Not only was it the middle of winter this time, but it was a holiday weekend and the weather forecast was predicting a blizzard for later that day.

After morning chores, the well company showed up. With a half mile of water line in the frozen ground under a foot of snow, the well company decided to dig up the water pump itself, clean it out and see if that would solve the problem.

When the efforts did not bring back the water, the Meyers canceled their holiday plans. They then spent the next several hours brainstorming ways to bring water to their farm.

“We needed to figure how to get water brought in because we knew we couldn’t go overnight without water,” Tara said. “Who could we get water from and how? That was a four- or five-hour ordeal just trying to figure that out.”

Finally, it was the well driller who suggested a custom pumping business from New Munich. The owner agreed to help and found a farmer near New Munich who had an irrigation well.

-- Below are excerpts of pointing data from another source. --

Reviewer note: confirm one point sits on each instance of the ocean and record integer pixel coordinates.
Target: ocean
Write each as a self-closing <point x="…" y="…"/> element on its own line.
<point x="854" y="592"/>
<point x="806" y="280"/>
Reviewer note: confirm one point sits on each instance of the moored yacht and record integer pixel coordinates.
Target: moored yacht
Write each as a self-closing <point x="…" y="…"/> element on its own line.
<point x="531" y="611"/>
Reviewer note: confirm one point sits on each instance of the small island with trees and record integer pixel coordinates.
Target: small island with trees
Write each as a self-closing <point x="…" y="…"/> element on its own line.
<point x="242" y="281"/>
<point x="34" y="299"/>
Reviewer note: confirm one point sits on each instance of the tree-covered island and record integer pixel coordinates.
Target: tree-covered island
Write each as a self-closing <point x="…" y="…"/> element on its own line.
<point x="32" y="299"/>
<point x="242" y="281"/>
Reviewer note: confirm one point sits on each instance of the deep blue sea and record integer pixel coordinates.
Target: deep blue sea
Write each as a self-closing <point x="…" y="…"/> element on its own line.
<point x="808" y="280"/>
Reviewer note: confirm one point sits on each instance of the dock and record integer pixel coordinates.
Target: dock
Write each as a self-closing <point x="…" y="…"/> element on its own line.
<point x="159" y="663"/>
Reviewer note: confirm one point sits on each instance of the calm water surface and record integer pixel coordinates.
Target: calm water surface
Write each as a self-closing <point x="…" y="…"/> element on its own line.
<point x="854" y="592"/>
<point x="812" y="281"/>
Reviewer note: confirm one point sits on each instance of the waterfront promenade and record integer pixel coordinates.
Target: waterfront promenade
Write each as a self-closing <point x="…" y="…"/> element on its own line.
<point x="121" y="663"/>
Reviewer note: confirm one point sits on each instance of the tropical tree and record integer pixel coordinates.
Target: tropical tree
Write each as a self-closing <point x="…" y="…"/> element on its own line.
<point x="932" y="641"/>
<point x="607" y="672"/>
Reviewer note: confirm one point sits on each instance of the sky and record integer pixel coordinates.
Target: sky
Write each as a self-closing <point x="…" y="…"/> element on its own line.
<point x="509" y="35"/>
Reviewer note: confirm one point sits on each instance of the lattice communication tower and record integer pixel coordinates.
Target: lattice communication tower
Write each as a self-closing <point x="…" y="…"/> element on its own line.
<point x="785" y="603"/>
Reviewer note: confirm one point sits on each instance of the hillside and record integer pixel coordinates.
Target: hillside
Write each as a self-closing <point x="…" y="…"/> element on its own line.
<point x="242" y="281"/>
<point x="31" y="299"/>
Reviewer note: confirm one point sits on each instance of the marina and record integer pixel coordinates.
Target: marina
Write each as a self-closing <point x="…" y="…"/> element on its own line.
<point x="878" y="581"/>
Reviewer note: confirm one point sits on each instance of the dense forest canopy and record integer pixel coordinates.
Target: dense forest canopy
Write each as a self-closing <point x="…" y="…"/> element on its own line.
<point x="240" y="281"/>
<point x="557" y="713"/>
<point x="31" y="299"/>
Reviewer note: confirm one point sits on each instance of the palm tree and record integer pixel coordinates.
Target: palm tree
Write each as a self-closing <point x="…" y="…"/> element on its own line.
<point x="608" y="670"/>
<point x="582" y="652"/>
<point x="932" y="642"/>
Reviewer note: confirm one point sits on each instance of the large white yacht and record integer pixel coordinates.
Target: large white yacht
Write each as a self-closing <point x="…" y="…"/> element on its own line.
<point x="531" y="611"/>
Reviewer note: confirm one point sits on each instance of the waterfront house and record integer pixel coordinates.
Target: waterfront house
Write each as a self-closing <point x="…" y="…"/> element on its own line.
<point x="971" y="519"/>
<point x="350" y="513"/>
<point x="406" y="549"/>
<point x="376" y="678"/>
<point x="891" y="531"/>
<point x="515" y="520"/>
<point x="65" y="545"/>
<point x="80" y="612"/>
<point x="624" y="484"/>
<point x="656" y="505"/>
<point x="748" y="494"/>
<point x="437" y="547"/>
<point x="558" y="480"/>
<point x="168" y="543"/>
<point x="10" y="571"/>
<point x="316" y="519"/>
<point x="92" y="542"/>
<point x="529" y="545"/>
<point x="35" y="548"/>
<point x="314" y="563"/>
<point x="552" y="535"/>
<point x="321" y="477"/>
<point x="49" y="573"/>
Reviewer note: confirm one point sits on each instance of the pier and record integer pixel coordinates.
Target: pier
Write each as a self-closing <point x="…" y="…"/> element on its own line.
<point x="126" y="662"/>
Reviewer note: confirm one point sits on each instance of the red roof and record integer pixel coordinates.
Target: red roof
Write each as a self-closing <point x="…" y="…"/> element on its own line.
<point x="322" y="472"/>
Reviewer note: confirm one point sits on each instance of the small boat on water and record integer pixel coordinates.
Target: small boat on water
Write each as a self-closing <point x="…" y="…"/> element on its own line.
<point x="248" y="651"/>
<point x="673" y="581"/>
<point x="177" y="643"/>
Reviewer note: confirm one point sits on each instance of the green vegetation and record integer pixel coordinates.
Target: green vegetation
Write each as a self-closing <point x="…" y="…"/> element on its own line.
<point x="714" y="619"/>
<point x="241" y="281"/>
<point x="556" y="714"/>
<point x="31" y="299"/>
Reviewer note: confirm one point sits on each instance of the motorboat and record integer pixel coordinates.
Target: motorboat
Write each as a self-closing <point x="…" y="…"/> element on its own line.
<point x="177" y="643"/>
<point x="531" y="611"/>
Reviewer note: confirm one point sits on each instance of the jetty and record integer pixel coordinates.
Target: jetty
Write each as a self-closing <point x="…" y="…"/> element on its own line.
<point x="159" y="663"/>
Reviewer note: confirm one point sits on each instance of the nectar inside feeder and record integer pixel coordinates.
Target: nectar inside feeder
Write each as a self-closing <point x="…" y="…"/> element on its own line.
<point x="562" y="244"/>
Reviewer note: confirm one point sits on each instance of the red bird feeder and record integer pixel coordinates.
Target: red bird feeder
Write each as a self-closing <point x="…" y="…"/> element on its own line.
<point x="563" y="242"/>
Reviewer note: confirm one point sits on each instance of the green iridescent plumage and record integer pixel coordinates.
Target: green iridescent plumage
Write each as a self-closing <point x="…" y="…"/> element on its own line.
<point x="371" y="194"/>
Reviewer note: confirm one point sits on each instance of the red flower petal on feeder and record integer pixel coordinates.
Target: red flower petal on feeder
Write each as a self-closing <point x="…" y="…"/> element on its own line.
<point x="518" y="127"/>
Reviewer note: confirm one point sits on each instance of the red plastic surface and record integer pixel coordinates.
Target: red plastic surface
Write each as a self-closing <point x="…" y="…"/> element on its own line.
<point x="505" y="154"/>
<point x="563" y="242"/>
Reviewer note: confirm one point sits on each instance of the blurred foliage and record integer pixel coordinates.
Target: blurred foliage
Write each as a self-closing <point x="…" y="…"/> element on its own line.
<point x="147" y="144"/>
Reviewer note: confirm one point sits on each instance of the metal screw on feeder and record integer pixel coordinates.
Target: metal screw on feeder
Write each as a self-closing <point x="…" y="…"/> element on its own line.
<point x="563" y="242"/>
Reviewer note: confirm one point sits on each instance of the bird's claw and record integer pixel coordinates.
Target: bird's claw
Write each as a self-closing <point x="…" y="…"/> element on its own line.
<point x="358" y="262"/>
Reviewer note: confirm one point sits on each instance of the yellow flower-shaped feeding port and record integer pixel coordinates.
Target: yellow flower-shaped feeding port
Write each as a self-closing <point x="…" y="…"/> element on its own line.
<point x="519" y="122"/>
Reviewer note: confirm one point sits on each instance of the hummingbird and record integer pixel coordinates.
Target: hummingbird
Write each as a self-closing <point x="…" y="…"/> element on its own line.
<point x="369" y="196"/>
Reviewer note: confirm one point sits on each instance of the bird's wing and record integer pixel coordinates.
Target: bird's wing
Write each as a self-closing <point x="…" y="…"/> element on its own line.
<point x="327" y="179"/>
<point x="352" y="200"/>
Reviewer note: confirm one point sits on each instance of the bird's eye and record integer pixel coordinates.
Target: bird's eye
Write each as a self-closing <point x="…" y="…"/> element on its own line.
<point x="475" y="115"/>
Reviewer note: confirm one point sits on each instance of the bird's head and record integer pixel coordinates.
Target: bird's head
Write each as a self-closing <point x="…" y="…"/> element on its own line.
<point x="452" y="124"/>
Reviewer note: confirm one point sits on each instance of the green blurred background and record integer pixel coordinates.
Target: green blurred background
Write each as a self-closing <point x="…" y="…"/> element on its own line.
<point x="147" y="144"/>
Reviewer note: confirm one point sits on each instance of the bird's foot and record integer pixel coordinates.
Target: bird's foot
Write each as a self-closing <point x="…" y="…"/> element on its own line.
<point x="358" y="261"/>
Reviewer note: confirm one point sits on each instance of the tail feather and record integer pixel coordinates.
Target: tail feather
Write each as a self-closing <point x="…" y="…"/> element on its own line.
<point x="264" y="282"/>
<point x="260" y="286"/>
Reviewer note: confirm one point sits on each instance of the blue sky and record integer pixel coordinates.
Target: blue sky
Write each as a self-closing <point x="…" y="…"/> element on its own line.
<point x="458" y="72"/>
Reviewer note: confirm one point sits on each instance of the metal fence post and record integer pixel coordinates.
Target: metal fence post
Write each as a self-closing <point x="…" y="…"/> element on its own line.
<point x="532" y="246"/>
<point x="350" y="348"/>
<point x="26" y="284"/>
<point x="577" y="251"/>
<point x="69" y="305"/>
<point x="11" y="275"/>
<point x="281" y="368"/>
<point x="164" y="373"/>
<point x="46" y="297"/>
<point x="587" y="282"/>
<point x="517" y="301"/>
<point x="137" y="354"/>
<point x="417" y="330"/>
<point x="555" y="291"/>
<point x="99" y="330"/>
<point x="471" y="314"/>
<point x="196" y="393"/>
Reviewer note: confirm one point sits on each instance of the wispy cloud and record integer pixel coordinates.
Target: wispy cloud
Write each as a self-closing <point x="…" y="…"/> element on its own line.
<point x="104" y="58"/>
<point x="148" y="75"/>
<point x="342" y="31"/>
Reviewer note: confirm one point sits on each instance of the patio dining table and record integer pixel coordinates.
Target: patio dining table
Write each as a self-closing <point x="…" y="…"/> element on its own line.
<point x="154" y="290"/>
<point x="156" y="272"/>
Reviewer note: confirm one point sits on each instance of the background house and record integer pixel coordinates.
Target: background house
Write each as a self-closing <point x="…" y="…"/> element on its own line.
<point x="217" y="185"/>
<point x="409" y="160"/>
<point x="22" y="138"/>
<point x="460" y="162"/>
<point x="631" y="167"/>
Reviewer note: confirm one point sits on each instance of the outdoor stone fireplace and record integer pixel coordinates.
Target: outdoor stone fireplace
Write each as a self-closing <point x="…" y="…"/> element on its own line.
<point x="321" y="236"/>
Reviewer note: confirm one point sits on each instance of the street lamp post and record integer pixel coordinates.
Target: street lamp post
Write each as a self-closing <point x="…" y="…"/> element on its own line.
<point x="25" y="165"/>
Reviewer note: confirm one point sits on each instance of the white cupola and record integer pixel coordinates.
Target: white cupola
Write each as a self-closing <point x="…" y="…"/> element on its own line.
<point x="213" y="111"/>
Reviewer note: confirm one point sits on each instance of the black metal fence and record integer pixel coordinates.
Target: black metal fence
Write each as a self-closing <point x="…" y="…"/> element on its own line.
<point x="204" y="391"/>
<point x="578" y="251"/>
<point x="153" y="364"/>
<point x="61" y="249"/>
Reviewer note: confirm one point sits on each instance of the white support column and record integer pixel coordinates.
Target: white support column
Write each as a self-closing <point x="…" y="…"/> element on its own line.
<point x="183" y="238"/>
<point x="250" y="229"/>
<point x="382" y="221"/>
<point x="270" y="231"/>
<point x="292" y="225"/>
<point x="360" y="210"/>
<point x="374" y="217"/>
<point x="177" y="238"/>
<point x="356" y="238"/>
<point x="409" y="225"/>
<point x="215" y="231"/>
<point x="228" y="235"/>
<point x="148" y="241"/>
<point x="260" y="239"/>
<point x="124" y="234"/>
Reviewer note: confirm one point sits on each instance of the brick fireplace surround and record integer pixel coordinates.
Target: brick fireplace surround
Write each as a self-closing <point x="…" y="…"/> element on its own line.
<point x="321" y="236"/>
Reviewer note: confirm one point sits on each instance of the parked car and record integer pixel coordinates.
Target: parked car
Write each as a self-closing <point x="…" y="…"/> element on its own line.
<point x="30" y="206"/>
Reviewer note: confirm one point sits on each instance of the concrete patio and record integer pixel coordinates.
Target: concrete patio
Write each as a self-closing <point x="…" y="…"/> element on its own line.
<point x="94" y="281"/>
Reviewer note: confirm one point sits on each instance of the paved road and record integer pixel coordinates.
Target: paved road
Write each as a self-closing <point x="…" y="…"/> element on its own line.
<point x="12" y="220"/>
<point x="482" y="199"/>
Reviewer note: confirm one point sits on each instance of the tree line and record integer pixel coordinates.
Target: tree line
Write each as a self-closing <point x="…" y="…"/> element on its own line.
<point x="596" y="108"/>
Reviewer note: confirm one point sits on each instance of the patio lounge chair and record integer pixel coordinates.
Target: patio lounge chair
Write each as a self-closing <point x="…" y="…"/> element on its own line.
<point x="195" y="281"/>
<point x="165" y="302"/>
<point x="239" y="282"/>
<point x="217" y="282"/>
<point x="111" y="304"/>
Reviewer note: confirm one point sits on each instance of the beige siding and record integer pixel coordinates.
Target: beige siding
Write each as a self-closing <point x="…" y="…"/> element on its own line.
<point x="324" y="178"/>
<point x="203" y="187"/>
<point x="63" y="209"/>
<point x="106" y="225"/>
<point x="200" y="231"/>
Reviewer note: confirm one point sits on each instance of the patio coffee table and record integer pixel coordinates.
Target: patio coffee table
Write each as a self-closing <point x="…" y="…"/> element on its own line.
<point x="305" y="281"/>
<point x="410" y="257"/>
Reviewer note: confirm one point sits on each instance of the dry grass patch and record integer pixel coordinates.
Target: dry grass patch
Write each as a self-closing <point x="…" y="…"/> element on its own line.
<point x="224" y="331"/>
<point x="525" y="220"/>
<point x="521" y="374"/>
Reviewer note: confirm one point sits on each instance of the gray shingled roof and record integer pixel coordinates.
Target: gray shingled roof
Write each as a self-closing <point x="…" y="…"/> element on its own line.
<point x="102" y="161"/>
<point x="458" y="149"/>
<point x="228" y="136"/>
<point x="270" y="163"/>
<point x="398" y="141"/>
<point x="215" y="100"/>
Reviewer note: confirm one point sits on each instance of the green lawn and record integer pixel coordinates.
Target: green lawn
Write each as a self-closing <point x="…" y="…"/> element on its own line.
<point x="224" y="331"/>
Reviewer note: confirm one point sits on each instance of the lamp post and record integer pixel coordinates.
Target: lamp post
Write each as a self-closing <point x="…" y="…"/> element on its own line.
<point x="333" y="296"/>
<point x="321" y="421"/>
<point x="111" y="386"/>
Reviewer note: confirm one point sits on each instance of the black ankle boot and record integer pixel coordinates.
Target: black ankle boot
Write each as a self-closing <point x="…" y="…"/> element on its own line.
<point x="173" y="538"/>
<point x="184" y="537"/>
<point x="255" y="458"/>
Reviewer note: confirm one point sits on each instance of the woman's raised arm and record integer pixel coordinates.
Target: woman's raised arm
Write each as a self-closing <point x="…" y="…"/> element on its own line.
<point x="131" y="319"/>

A semi tanker would be able to get close enough to get water to fill the 8,000-gallon semi tank. However, by this time, the blizzard had arrived, quickly deteriorating road conditions and making every task more challenging.

With daylight quickly fading and a blizzard raging, the Meyers at least knew they had a plan to get water as Tara started evening milking. By this time, the cows had gone a full 12 hours without water.

“I looked out in the freestall barn and the cows were just going in circles and bellowing and in the parlor,” Tara said. “They were fighting. It was awful; I was in tears.”

Nick and his dad, Jerry, took turns replowing the path from the barn to the well in the middle of the field through the snow. At one point, the front tire of the tractor Jerry was using got stuck in mud.

The water line had in fact broken, and the water that had leaked out slowly thawed the ground.

“We just hoped that the water leak was straight down and we didn’t have to dig up 50 or 60 feet of water line,” Nick said.

Evening chores were finished around 9 p.m., and the Meyers received confirmation that the semi tanker was loaded and on its way. Nearby freeways and interstates were closing down, and with no travel advised, the Meyers remained on edge about the semi getting to their farm. 

“The weather was so bad by that time,” Nick said. “It took way longer than normal to get here. They had a pickup truck in front of the semi, leading the way to help guide him to stay on the road.”

The well on Meyer Dairy goes directly into a 3,000-gallon holding tank in a heated storage room next to the parlor. From there, the water is distributed to the house and various barns on the farm.

“We didn’t know if the semi tanker would fit in our holding room with the water tank in,” Tara said. “If not, then it would have had to sit outside and then it would just freeze.”

The tanker arrived at 10:30 p.m. and thankfully fit inside the storage room once it was unhooked from the semi. Nick quickly started pumping the water from the tanker to the holding tank. As soon as the tank was full, Nick and Tara walked through the barns to make sure the animals got water.

After making sure the tank would have enough water to get the animals through the night, the Meyers went to bed, knowing they did all that they could do.

The next morning, New Year’s Day, Nick refilled their holding tank from the semi tank one more time before they started morning chores.

The Meyers had to call an excavator to dig up the water line. The power company and the well company came to put a splice in the line. The power company needed to turn off the power because there was a power line buried next to the water line.

“We had to call them all up and have them come out on New Year’s Day right after a blizzard,” Nick said. “It was quite the ordeal.”

Once everyone showed up, they all made quick work and were able to find the hole since Jerry marked it the night before. The well company put a splice in the water line and turned the well back on.

“Just like that, everything went back to normal,” Nick said.

That summer, the Meyers had the entire water line replaced.

“It’s one of those things you take for granted, having water every time you turn the facet on,” Nick said. “Thankfully, we have contractors who were able to drop what they were doing and come help us during a blizzard on New Year’s Eve nonetheless.”